Table of Contents:
Julia Kolchinsky Dasbach
—Amygdala Means Almond
—The Writers’ Bench in Gapped Couplets
—The Trouble with Rivers
Matthew Carey Salyer
—The Devil, His Own Self
—The Penguin Classics
Amygdala Means Almond
By JULIA KOLCHINSKY DASBACH
I hear the baby cry even before
she knows need. I hear her
behind my eyes, she’s
beautiful, everyone says, it’s
the eyes, yours, giant almonds
swirling hazel, churning
deep in the primitive part
of the skull, the brain’s
where neurons multiply
from pregnancy through birth.
Once activated, the researcher says,
the amygdala stays lit, fear and worry,
wakefulness, bloom an eternal
almond tree. In the fathers, she looks
at the scans, the area is only a quarter
as active, perhaps that’s why
her husband slept
through her daughter’s crying,
why mine used to sleep through
even a fire alarm, knowing, I,
mother, even before
motherhood, would wake him.
Dr. E let’s call her, for Eema, Mama
takes samples of oxytocin
from mouths of parents
in Tell Aviv, goes on to study
48 couples, I never knew love,
says one Dad, until this moment,
holding his day-old son, love
that cannot end, skin to skin,
other Dad’s hand on his shoulder.
The baby all theirs and need.
Their amygdalas were just as active
as birth-mothers, Dr. E discovered,
their bodies turned primitive, alert,
afraid, almond. I bet mine’s like that
too now, my husband tells me,
having been the one to suggest
watching this documentary on babies’
in the first place. He believes
the counted nights I’ve left our family
for poems are enough
to wake the fear I carry. Almonds
splintered into gums, oils
stuck to my tongue,
so every word drips
preparation for emergency.
But love, you know as soon
as I come home, you’ll sleep
through all our cries again,
and that’s alright because
I wouldn’t wish my eyes
on anyone, my worry
skull a slivered almond, groves and groves
of endless almond trees.
The Writers’ Bench in Gapped Couplets
By BRYCE BERKOWITZ
~after 149th Street Grand Concourse, NY & Olympic and Fairfax, LA
We heard graffiti writers met on benches to draw in blackbooks.
And what do you do as a teenager but start your own thing?
We went to Rosetta Stone, the local bookstore, and bought the magazines—
12 oz.
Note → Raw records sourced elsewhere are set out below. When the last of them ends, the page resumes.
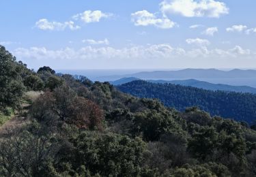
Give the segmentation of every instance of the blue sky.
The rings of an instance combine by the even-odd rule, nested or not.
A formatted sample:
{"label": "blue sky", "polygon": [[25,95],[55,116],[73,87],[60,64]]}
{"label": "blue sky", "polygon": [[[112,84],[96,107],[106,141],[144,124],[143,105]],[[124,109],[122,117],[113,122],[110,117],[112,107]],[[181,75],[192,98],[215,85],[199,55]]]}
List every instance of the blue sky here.
{"label": "blue sky", "polygon": [[29,67],[256,68],[255,0],[3,0],[0,44]]}

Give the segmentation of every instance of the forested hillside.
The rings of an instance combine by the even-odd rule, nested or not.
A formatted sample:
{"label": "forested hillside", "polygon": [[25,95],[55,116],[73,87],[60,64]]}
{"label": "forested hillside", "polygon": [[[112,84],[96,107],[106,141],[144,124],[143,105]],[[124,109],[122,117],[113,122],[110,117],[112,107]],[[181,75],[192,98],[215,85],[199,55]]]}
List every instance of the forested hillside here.
{"label": "forested hillside", "polygon": [[133,81],[118,86],[127,93],[143,98],[156,98],[166,106],[183,111],[198,106],[211,115],[244,120],[256,120],[256,95],[234,92],[210,91],[171,84],[154,84]]}
{"label": "forested hillside", "polygon": [[[1,73],[1,114],[29,104],[14,118],[23,124],[0,131],[1,176],[256,176],[255,126],[177,111],[48,67],[35,72],[2,46],[0,54],[1,71],[12,71]],[[140,82],[132,85],[146,89]]]}

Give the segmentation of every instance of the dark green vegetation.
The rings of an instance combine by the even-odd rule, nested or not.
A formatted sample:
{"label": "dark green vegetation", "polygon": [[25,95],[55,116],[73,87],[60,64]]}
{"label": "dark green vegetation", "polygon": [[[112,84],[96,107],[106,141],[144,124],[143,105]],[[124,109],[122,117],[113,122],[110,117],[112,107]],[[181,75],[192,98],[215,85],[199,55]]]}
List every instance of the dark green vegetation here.
{"label": "dark green vegetation", "polygon": [[166,106],[183,111],[197,106],[211,115],[244,120],[251,124],[256,120],[256,95],[235,92],[210,91],[201,88],[133,81],[118,88],[134,96],[157,98]]}
{"label": "dark green vegetation", "polygon": [[[115,81],[110,82],[113,85],[121,85],[140,79],[136,78],[124,78]],[[176,85],[190,86],[209,91],[222,91],[227,92],[256,93],[256,88],[248,86],[231,86],[227,84],[212,84],[208,82],[199,81],[194,79],[182,80],[147,80],[146,81],[156,84],[173,84]]]}
{"label": "dark green vegetation", "polygon": [[[195,108],[178,112],[108,82],[51,71],[19,78],[23,93],[38,86],[43,93],[27,101],[26,123],[0,132],[1,176],[256,175],[256,131],[246,123]],[[27,75],[38,84],[25,85]],[[10,77],[7,84],[16,80]],[[1,110],[18,108],[20,95]]]}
Prophet, Big Time, While You Were Sleeping…
Bozo Texino, chalked on a greasy boxcar, was our James Wright.
We bought the books— Bomb the Suburbs,
Subway Art, The Art of Getting Over: Graffiti at the Millennium.
This was late 90’s, early aughts.
And you’ll find out soon enough— everything can feel like an hour ago.
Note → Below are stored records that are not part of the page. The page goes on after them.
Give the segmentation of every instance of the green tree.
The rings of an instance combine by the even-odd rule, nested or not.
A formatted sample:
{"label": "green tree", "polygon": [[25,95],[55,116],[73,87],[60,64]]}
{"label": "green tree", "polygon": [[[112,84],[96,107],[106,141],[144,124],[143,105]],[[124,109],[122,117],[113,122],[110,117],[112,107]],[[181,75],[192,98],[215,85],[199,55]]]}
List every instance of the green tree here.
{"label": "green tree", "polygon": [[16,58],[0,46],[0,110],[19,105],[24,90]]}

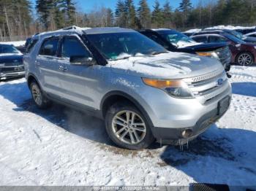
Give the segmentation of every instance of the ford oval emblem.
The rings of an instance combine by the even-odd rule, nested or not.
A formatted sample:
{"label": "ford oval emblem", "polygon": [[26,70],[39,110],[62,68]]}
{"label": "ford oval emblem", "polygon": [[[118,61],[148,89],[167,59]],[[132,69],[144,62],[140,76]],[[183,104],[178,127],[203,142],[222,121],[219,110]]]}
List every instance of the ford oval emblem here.
{"label": "ford oval emblem", "polygon": [[217,82],[217,86],[221,86],[223,85],[223,79],[220,78],[218,79]]}

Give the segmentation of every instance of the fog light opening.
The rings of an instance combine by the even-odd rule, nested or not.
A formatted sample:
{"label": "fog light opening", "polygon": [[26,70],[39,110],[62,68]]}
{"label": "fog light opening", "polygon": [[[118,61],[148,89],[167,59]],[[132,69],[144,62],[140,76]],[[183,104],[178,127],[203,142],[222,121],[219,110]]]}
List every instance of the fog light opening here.
{"label": "fog light opening", "polygon": [[193,135],[193,130],[192,129],[186,129],[182,132],[183,138],[189,138]]}

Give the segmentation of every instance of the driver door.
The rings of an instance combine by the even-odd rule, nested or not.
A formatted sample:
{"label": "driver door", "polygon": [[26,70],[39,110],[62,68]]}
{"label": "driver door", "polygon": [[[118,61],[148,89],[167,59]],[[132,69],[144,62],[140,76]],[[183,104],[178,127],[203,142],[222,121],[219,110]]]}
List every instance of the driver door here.
{"label": "driver door", "polygon": [[61,63],[62,77],[59,79],[64,90],[63,98],[90,107],[97,107],[99,99],[99,82],[102,80],[102,66],[90,66],[83,63],[72,63],[71,56],[80,56],[93,59],[92,55],[78,36],[67,36],[61,44]]}

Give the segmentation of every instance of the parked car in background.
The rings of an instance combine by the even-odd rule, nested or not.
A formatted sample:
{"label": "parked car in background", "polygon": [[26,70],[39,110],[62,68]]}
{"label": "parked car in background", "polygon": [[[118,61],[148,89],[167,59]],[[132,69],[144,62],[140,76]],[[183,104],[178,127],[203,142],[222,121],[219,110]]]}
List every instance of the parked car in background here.
{"label": "parked car in background", "polygon": [[226,42],[197,43],[189,36],[173,29],[146,29],[139,32],[169,51],[214,58],[221,61],[227,71],[230,69],[231,53]]}
{"label": "parked car in background", "polygon": [[244,36],[256,38],[256,31],[244,34]]}
{"label": "parked car in background", "polygon": [[249,33],[253,33],[256,31],[256,27],[244,27],[241,28],[235,29],[236,31],[241,33],[242,34],[246,34]]}
{"label": "parked car in background", "polygon": [[228,34],[231,34],[235,36],[236,37],[246,42],[252,42],[256,44],[256,38],[252,36],[244,36],[241,33],[239,33],[235,30],[229,30],[229,29],[208,29],[205,31],[202,31],[200,32],[194,33],[192,36],[199,35],[199,34],[225,34],[225,33]]}
{"label": "parked car in background", "polygon": [[24,55],[35,104],[56,101],[105,119],[119,147],[187,143],[230,106],[220,62],[168,52],[132,29],[72,26],[37,39]]}
{"label": "parked car in background", "polygon": [[24,74],[23,54],[12,44],[0,44],[0,80]]}
{"label": "parked car in background", "polygon": [[255,44],[246,42],[227,33],[220,34],[205,34],[192,36],[192,39],[197,42],[227,42],[232,52],[232,63],[241,66],[251,66],[256,61]]}

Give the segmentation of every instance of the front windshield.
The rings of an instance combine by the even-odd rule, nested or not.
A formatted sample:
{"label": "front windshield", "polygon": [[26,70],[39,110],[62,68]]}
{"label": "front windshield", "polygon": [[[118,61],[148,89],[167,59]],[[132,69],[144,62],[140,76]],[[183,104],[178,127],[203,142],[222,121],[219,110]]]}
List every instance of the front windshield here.
{"label": "front windshield", "polygon": [[86,36],[108,60],[167,52],[161,45],[138,32],[88,34]]}
{"label": "front windshield", "polygon": [[19,53],[19,51],[12,45],[0,44],[0,54]]}
{"label": "front windshield", "polygon": [[196,43],[190,37],[174,31],[161,31],[159,34],[176,47],[183,47],[184,45]]}

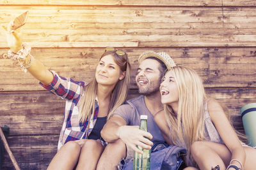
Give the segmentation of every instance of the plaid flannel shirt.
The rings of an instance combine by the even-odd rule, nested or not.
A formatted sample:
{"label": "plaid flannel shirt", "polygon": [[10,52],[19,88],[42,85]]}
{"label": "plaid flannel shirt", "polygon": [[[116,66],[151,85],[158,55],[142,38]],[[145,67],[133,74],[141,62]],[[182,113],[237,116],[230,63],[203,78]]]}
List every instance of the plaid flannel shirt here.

We watched 411 Video Magazine and Fulfill the Dream—
skate videos magnified the Venice Walls, the Philly handstyles.
Everything seemed obtainable, even the Midwest with its own scene.
The Rambler’s bubbles were minimalistic-Carver on a black oil tanker.
We hit Scribble Jam in Cincinnati, spotted Espo and Revok,
cruised Paint Louis, where imposter syndrome loomed
at the Mississippi flood wall and burners unrolled
like giant sleeve tattoos for three-and-a-half miles
beneath the Saint Louis skyline. We were lost
in a world of ravens and moons and bulls with sticks,
always on our way to some other distant place,
and learning just how far we stood outside the frame of everything.
Our Writers’ Bench was under an overpass,
and not a bench at all. It was a train viaduct in southern Illinois,
surrounded by alfalfa fields and sandstone bluffs—
in a town known for Vietnam protests and college parties.
But still we studied the names of those who got up—
Cend and Sez, Taks and Jast. And we filled blackbooks
and stuffed backpacks with thin and fat caps,
Meanstreaks, and CCS catalogs. Only now I know
how much we wanted to be big.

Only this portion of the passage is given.